We have already been successful in sitting down with our friends at University Presbyterian Church. To my knowledge nobody died from that experience. We have done some joint programs with UPC and some new joint programs are coming up in the near future.
What if we reached out to Hargrove Methodist Church to get to know them, enter in a dialog to learn from them their experiences of living in Alabama in the 21st century? Share a meal together. And then who knows what might happen. Perhaps there are social justice issues that we can collaborate on with them. Perhaps we already are and don’t even know it.
Imagine what could occur from such a meeting? Imagine the friendships that we could develop. Imagine the difference we could make in Tuscaloosa if our two congregations were able to have this happen.
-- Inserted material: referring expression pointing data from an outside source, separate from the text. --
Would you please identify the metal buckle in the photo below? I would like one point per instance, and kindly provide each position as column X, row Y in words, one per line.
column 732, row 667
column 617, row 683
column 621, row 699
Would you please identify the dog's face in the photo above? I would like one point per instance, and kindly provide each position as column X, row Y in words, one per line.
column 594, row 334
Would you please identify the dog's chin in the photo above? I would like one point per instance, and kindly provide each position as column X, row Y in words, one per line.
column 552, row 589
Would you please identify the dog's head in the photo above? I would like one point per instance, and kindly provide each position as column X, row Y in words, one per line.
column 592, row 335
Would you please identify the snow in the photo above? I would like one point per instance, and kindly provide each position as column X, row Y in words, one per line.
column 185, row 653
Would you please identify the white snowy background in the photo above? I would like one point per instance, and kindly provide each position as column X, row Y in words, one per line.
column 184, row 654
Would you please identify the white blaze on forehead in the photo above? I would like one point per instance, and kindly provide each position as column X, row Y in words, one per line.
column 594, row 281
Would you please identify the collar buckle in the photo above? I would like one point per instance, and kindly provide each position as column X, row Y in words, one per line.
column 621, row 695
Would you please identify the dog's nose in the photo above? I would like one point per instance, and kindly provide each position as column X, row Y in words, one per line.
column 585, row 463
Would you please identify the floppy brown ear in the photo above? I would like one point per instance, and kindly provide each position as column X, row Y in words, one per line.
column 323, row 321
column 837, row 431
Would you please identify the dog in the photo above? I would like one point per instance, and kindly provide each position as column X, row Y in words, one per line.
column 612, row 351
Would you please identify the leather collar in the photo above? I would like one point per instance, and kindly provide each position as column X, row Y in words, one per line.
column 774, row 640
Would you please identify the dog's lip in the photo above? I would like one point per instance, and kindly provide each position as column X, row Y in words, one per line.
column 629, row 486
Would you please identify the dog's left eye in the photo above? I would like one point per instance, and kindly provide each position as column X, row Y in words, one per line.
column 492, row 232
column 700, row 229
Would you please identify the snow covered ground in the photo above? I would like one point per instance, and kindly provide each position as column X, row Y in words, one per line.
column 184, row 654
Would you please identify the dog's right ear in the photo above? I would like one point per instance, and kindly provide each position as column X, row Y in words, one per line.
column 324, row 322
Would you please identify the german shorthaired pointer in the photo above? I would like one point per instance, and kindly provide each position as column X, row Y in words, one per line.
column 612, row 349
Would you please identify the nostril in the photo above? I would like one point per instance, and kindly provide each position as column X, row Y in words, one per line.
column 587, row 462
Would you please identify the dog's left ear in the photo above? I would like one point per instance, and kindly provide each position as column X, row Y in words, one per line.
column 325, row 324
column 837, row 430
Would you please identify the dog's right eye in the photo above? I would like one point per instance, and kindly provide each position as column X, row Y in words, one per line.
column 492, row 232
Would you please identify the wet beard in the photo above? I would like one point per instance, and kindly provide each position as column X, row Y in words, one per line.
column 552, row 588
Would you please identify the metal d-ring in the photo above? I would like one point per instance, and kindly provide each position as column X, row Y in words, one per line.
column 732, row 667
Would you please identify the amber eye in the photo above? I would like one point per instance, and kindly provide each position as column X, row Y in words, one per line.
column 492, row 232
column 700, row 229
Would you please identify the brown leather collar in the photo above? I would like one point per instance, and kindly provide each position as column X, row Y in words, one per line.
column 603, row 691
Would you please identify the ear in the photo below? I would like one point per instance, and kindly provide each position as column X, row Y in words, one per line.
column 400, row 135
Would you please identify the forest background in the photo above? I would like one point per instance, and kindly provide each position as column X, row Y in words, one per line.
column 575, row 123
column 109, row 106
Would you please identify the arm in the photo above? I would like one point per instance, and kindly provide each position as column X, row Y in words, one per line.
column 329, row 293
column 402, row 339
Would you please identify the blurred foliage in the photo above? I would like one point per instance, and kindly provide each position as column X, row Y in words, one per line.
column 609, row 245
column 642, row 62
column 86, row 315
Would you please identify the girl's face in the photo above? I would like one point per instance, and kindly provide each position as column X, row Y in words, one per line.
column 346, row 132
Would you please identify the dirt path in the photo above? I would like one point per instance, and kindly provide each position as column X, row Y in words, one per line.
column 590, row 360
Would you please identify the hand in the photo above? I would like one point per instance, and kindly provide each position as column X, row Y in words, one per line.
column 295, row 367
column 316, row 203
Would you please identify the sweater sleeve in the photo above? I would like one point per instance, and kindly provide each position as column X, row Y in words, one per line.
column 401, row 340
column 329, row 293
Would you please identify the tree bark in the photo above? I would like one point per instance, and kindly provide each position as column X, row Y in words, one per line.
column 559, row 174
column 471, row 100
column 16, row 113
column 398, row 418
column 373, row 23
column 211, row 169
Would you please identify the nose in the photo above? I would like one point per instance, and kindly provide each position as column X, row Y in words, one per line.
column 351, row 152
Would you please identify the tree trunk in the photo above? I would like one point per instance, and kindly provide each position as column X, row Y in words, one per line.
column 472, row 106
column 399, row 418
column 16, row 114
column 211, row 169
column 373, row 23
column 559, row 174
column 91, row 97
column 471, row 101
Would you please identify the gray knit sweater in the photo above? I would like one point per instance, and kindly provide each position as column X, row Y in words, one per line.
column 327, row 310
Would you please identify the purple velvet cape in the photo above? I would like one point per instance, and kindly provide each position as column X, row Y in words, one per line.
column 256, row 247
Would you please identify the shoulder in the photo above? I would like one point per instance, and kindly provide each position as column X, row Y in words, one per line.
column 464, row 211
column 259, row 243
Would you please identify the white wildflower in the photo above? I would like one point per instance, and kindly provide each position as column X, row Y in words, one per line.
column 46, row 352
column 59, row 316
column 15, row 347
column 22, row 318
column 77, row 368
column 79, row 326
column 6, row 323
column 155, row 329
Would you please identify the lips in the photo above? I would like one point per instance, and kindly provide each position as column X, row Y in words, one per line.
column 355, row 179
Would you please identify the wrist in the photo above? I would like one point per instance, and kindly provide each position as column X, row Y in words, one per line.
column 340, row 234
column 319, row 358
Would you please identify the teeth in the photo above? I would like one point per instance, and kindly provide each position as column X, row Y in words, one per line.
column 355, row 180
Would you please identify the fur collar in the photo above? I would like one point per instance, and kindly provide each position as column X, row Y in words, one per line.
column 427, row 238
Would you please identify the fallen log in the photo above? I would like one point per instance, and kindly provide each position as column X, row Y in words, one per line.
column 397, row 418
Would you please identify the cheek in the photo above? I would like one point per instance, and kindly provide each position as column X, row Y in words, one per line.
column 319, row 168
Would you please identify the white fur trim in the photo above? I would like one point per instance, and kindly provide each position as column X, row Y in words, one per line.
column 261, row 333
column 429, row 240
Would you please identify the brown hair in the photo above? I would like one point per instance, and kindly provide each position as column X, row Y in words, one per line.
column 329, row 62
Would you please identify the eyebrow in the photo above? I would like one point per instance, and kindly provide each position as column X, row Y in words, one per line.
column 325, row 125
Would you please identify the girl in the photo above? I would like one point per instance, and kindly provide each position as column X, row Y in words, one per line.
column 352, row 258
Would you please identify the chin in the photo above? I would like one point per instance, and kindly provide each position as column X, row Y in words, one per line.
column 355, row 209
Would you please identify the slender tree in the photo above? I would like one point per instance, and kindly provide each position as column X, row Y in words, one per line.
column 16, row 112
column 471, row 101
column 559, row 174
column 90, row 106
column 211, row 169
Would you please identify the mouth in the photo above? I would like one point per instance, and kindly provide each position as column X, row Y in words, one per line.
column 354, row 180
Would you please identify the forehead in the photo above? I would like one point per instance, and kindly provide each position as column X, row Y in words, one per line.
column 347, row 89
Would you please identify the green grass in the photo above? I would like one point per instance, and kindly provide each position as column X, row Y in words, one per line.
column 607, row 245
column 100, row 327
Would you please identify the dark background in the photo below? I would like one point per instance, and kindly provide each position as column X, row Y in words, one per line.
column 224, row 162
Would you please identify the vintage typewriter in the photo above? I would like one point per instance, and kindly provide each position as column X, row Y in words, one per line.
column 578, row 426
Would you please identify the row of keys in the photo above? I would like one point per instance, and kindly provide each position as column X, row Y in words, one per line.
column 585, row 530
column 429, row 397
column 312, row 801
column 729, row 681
I imagine that members of this church may be marching tomorrow. I would like to challenge you to begin conversations with the people we meet tomorrow. And if any of you meet people from this church I would like you to ask them if they were at the event their church held on Friday night. Ask them to tell you about it. And just listen to their story and allow things to unfold. Then later, talk to each other about your experiences at this march. The people you met and their stories and more importantly share your experiences in marching. Listen to one another attentively as we tell our stories of the day.
Martin Luther King, Jr. had a dream. It is a dream that is unfolding if we keep it alive in our own hearts as each day passes with each person we meet. Blessed Be.